LinuxQuestions.org

LinuxQuestions.org (/questions/)
-   Linux - Newbie (https://www.linuxquestions.org/questions/linux-newbie-8/)
-   -   How to order data based on missing values? (https://www.linuxquestions.org/questions/linux-newbie-8/how-to-order-data-based-on-missing-values-4175446647/)

jv61 01-21-2013 04:33 PM

How to order data based on missing values?
 
I have a file which looks like this.

Code:

con1        BC1a:25        BC1b:25        BC2a:2        BC2b:20        BC3a:5 BC3b:56
con2        BC1a:25        BC2a:2                               
con3        BC2a:2        BC3a:5        BC3b:6                       
con4        BC1b:20        BC2a:12        BC2b:20        BC3a:50        BC3b:5

All the rows doesn't have the equal number of columns. I would like to order the data in the columns based on BCtag and insert missing values for columns that are empty.

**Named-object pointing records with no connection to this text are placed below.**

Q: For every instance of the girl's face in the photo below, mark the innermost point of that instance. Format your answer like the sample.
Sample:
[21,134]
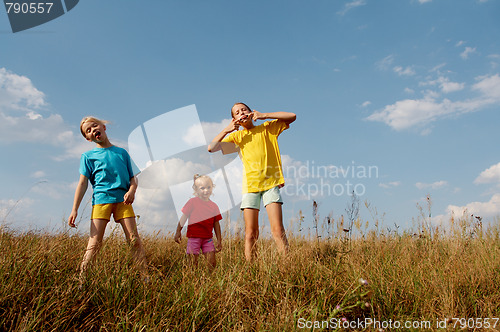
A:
[204,188]
[94,131]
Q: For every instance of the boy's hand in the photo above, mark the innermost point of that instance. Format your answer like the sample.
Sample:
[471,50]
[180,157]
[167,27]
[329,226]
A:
[128,198]
[258,116]
[234,125]
[177,237]
[72,218]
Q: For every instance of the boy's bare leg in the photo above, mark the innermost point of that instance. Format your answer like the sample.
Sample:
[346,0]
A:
[130,228]
[97,229]
[251,217]
[274,212]
[210,256]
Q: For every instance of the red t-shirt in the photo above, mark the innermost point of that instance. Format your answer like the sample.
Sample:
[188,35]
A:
[201,217]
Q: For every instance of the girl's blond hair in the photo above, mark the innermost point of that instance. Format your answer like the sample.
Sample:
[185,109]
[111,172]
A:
[91,118]
[198,176]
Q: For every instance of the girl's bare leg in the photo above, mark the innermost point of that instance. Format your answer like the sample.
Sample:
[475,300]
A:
[275,215]
[251,217]
[97,228]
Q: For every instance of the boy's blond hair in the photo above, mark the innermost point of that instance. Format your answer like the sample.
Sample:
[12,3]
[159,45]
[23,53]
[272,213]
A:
[90,118]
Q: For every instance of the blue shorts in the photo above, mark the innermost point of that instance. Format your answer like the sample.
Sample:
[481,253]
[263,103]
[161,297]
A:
[252,200]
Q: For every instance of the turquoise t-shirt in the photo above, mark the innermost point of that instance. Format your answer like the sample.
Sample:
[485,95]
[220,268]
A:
[109,170]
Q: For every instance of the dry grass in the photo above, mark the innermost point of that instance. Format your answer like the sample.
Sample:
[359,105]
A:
[424,276]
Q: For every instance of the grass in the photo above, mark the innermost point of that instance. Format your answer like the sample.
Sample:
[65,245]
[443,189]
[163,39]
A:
[409,276]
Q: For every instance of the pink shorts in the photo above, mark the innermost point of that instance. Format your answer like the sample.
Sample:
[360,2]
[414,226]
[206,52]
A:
[196,243]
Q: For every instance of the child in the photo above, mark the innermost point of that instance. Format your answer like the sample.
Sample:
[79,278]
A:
[109,170]
[263,176]
[203,216]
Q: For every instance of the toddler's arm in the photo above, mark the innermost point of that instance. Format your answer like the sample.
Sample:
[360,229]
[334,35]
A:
[182,221]
[81,188]
[218,235]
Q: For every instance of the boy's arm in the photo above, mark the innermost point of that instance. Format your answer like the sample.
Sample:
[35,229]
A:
[81,188]
[129,196]
[287,117]
[218,235]
[182,221]
[215,145]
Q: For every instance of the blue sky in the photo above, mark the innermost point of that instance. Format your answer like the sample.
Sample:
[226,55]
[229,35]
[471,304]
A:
[408,88]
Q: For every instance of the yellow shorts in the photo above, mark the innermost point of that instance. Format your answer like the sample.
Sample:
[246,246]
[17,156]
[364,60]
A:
[119,211]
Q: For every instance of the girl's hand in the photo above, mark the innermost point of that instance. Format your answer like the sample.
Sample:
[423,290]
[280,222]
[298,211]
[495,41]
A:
[177,237]
[128,198]
[72,218]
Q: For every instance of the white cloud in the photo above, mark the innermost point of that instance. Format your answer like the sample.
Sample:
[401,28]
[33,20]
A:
[38,174]
[194,136]
[434,185]
[408,113]
[490,175]
[212,129]
[385,63]
[22,120]
[408,71]
[468,51]
[351,5]
[18,92]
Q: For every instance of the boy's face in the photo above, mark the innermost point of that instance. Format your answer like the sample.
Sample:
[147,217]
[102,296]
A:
[241,114]
[94,131]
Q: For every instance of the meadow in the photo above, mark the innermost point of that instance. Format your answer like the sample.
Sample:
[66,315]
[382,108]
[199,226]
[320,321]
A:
[340,272]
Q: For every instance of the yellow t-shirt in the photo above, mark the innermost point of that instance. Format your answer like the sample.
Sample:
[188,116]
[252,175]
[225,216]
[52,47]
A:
[260,155]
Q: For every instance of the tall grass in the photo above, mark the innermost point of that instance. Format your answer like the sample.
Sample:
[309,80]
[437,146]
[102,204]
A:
[404,276]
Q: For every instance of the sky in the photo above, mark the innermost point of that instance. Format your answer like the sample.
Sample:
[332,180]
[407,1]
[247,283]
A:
[397,101]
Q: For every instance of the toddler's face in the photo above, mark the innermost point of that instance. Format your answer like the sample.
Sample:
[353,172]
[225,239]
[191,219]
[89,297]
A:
[241,113]
[204,188]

My result should look something like this

Code:

con1        BC1a:25        BC1b:25        BC2a:2        BC2b:20        BC3a:5 BC3b:56
con2        BC1a:25        -        BC2a:2        -        -        -
con3        -        -        BC2a:2        -        BC3a:5        BC3b:6
con4        -        BC1b:20        BC2a:12        BC2b:20        BC3a:50 BC3b:5


My actual file has many thousands of rows and 150 columns. Any ideas of how to do this?

Thanks in advance.

jpollard 01-21-2013 08:55 PM

not easy... but doable.

I'd do it in perl - the associative hash tables would do it (the BC1a labels used as subscript).

You start with an array - containing all the labels you will be using.

Then create a reference hash table that has values for each of the labels (the "-").

in a loop for each line,
initialize a new hash table with the reference table. for each token on the line (you do have to split the token at the ":") replace the new hash table entry with the string based on the BCxx label that is in the token list.

Last, output the new hash table based on the array (in the proper order) containing the labels.

You could do it with python, but I'm not that familiar with python. Can't give you a sample code right now - have to deal with some cats...
Maybe tomorrow though.

allend 01-22-2013 09:00 AM

My attempt at a bash solution.
Code:

!/bin/bash

# Read the data file to get a sorted list of prefixes
while read -a aline ; do
  for (( i=1; i<"${#aline[@]}"; i+=1 )); do
    echo "${aline[i]%:*}" >> prefixes.txt;
  done
  sort -u prefixes.txt > temp.txt;
  mv temp.txt prefixes.txt;
done < data.txt

# Use the sorted list to produce the output file
readarray -t prefixes < prefixes.txt
while read -a aline ; do
  j=1;
  echo -n "${aline[0]}" >> output.txt;
  for (( i=0; i<"${#prefixes[@]}"; i+=1 )); do
    if [[ "${aline[j]%:*}" == "${prefixes[i]}" ]] ; then
      echo -n " ${aline[j]}" >> output.txt;
      (( j+=1 ));
    else 
      echo -n " -" >> output.txt;
    fi
  done
  echo "" >> output.txt;
done < data.txt

# Cleanup 
rm prefixes.txt

Using the input you gave in a file named data.txt, this script produces a file output.txt containing
Code:

con1 BC1a:25 BC1b:25 BC2a:2 BC2b:20 BC3a:5 BC3b:56
con2 BC1a:25 - BC2a:2 - - -
con3 - - BC2a:2 - BC3a:5 BC3b:6
con4 - BC1b:20 BC2a:12 BC2b:20 BC3a:50 BC3b:5

I should point out that the script assumes the fields in a line are in lexicographic order.


All times are GMT -5. The time now is 12:23 PM.